Malgré le beau rehaussement de la franchise opéré par Mission : Impossible III, il aura fallut attendre près de cinq ans pour que cette dernière débarque à nouveau sur grand écran. Les raisons de ce « stand-by » seraient dues en grande partie au succès financier assez relatif du 3ème volet (seulement 397 millions de $ de recettes mondiales, score honorable mais estimé insuffisant par la production en comparaison des sommes rapportées par les deux premiers films) ainsi qu’à l’ego de plus en plus sur-dimensionné de son acteur-star/producteur Tom Cruise, qui en ce début d’années 2010, fait plus parler de lui dans les magazines People que sur les écrans de cinéma, sans même parler du « divorce financier » entre lui et Paula Wagner, l’autre grande productrice de la saga « Mission : Impossible » pour le compte de la Paramount. Rajoutons à cela la volonté de la « Major » de remplacer l’acteur vedette jugé trop « vieux » et capricieux par le plus jeune et « plus à la mode » Jeremy Renner, et c’est dire à quel point la franchise était plus que mal barré.
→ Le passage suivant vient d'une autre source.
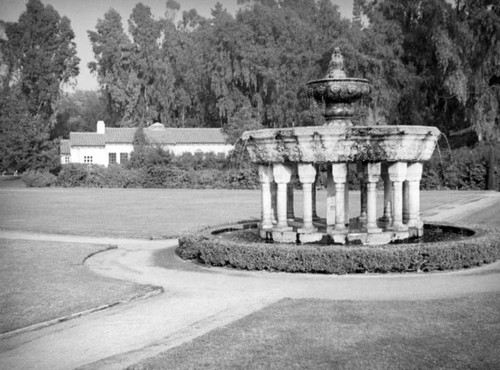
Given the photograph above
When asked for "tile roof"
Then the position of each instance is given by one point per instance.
(155, 134)
(87, 139)
(65, 147)
(120, 135)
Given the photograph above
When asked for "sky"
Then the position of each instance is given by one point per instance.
(84, 14)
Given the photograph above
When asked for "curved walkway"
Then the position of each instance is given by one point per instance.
(198, 299)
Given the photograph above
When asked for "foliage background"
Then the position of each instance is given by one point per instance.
(431, 62)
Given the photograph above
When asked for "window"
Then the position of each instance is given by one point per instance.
(123, 157)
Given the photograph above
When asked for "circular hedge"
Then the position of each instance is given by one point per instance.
(209, 248)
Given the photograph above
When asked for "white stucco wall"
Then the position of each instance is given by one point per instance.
(117, 149)
(98, 154)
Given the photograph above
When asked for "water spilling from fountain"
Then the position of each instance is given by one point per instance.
(383, 157)
(394, 154)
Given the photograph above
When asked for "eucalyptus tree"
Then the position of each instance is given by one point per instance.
(113, 52)
(40, 57)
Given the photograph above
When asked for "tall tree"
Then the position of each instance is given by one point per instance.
(113, 52)
(41, 56)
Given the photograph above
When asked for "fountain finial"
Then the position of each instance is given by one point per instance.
(336, 66)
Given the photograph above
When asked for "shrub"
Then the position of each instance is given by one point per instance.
(38, 179)
(115, 176)
(73, 174)
(202, 246)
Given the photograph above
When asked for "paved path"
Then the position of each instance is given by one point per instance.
(197, 300)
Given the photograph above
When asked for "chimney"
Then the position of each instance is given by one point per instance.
(101, 128)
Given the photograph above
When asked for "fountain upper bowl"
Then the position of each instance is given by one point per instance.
(341, 144)
(338, 89)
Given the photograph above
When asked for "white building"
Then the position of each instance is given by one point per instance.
(113, 145)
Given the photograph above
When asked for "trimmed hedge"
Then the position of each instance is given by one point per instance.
(38, 179)
(206, 248)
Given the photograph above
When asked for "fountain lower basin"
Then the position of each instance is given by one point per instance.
(341, 144)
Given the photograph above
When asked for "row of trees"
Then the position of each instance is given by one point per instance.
(431, 62)
(37, 57)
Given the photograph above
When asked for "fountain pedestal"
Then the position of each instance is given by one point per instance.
(392, 153)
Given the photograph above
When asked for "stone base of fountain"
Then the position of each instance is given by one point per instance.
(354, 233)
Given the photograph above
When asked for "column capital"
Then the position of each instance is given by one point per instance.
(266, 173)
(307, 173)
(282, 173)
(397, 171)
(339, 172)
(414, 171)
(371, 172)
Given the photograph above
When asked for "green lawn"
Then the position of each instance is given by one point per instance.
(462, 333)
(44, 280)
(47, 280)
(145, 213)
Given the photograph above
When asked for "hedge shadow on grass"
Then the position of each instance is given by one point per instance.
(207, 248)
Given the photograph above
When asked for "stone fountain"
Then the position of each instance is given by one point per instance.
(393, 154)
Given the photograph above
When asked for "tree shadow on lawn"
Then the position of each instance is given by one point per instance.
(458, 333)
(43, 281)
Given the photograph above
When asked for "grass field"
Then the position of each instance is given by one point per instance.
(145, 213)
(319, 334)
(48, 279)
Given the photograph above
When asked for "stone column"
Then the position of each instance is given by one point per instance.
(397, 174)
(360, 167)
(266, 178)
(413, 176)
(274, 201)
(371, 177)
(330, 200)
(282, 175)
(339, 172)
(386, 219)
(315, 213)
(290, 214)
(406, 200)
(346, 199)
(307, 173)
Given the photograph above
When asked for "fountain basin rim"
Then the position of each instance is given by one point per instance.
(311, 130)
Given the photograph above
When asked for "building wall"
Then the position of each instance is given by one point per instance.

Malgré tout cela, un compromis financier mit tout le monde d’accord (à savoir Tom Cruise désormais crédité comme seul « maître à bord » de la saga, bye bye Paula Wagner), Jeremy Renner acceptant même de rester dans le film en tant que second couteau d’importance.
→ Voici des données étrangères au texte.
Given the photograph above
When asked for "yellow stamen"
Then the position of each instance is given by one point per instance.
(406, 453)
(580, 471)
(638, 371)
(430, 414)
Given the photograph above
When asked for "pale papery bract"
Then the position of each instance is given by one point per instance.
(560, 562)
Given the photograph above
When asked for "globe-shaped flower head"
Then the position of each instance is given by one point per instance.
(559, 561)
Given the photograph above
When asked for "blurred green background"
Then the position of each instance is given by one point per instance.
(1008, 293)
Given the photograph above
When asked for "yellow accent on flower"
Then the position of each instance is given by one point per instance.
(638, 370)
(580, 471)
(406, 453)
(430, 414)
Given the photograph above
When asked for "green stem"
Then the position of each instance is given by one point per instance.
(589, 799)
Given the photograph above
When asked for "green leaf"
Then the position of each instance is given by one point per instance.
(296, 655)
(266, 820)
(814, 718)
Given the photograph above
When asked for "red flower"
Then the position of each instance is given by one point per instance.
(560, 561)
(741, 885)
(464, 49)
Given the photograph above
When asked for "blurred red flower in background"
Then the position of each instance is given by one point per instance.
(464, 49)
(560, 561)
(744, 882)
Le feu vert ayant donc été donné pour un 4ème opus, restait plus désormais qu’à lui trouver un réalisateur. Et, grande nouvelle, Cruise ne mit pas longtemps à faire son choix : ce sera Brad Bird, le metteur en scène de… Les indestructibles, Ratatouille, Le géant de fer. Tout comme le choix de J.J Abrams (qui n’avait travaillé que sur des séries télé) pour mettre en scène le 3ème opus avait suscité l’étonnement, celui de Bird, qui n’a encore à l’époque réalisé que les films d’animations cités ci-dessus, suscite le même type de réactions.
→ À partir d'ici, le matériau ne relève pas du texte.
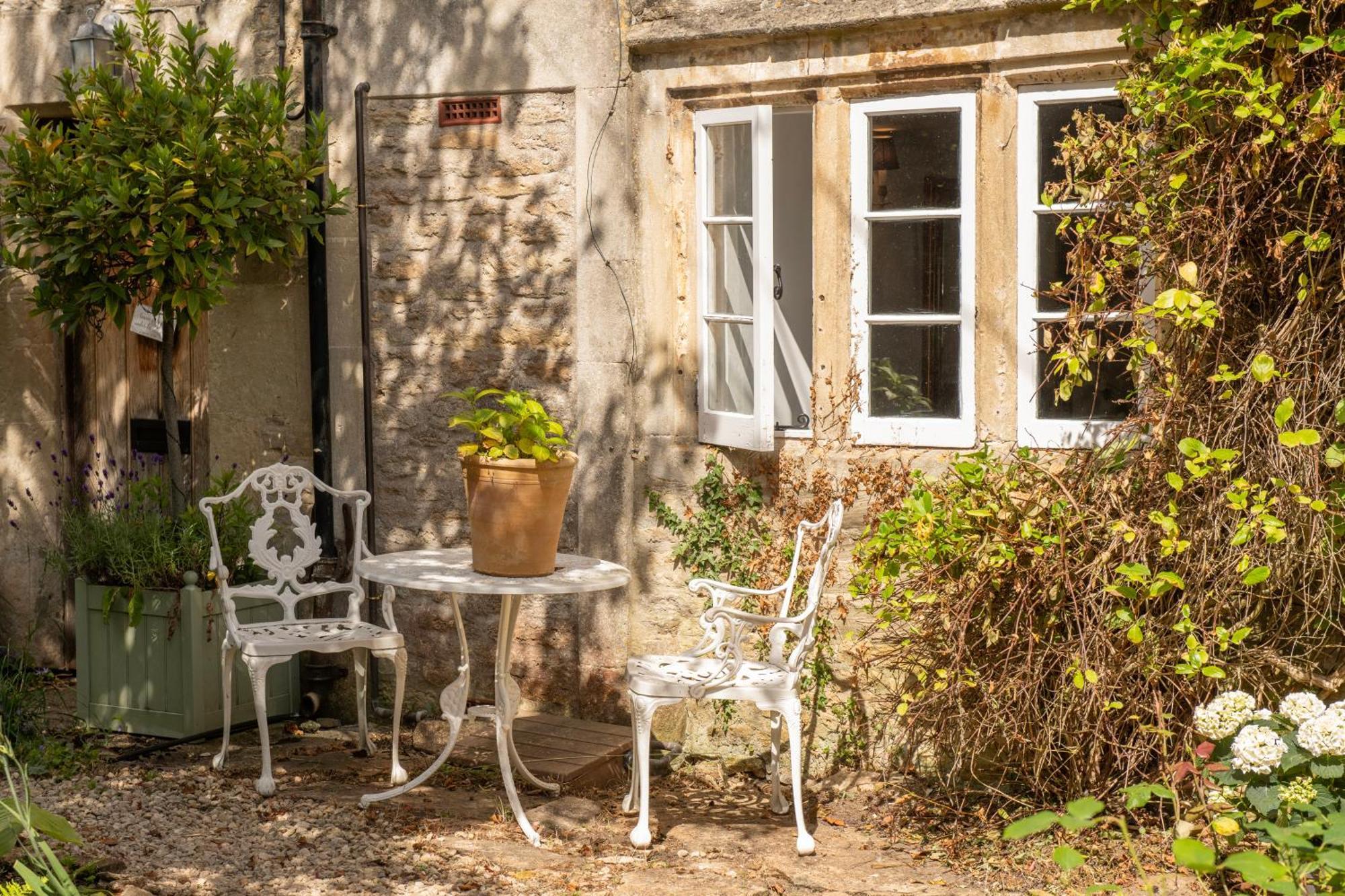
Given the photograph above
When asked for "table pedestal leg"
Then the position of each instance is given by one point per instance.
(453, 702)
(506, 706)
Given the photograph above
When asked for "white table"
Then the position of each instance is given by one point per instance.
(450, 572)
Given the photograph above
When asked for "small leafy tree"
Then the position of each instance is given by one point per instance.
(174, 171)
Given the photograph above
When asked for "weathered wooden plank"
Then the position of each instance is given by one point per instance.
(110, 420)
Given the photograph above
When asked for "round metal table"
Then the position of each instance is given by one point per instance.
(450, 571)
Qu’à cela ne tienne, le film d’Abrams ayant laissé supposer le début d’une ère nouvelle, quoi de mieux qu’une dose complémentaire de surprise pour relancer une franchise qui, à l’époque, semble faire un peu la moue devant les succès fracassants des aventures de deux autres icônes du cinéma d’espionnage, Jason Bourne et James Bond nouvelle cuvée.

Bref, passons maintenant au film en lui-même. La première chose que l’on a envie de dire après la (re)vision de ce 4ème volet est que Tom Cruise ne s’est pas du tout trompé en laissant sa chance à un réalisateur ayant fait ses preuves dans le cinéma d’animation.

Tout comme dans Les indestructibles, les séquences d’action se voient saupoudré d’une certaine ironie, mais qui, ceci dit, ne viennent jamais parasiter les enjeux du récit. Celle-ci se remarque à travers l’utilisation des gadgets qui, soit mettent du temps à fonctionner, soit dysfonctionnent tout bonnement (en atteste cette scène durant laquelle Ethan Hunt, après avoir reçu les ordres de sa mission, est surpris de ne pas entendre le message s’auto-détruire directement) et dans l’action proprement dite, par ailleurs très agencée et très bien découpée. A cet égard, la scène d’introduction, sur fond de « Ain’t that a kick in the head » de Dean Martin, donne le ton en entremêlant de manière fine et efficace le sérieux (l’évasion de Hunt d’une prison russe de haute sécurité) et le fun décontracté (les vannes de son collègue Benji que Hunt peut entendre à travers son oreillette, les portes qui se referment à chaque fois aux mauvais moments). En gros, « Mission : Impossible – Protocole Fantôme » sera un film d’action sérieux et drôle (parfois même un peu cartoonesque) à la fois.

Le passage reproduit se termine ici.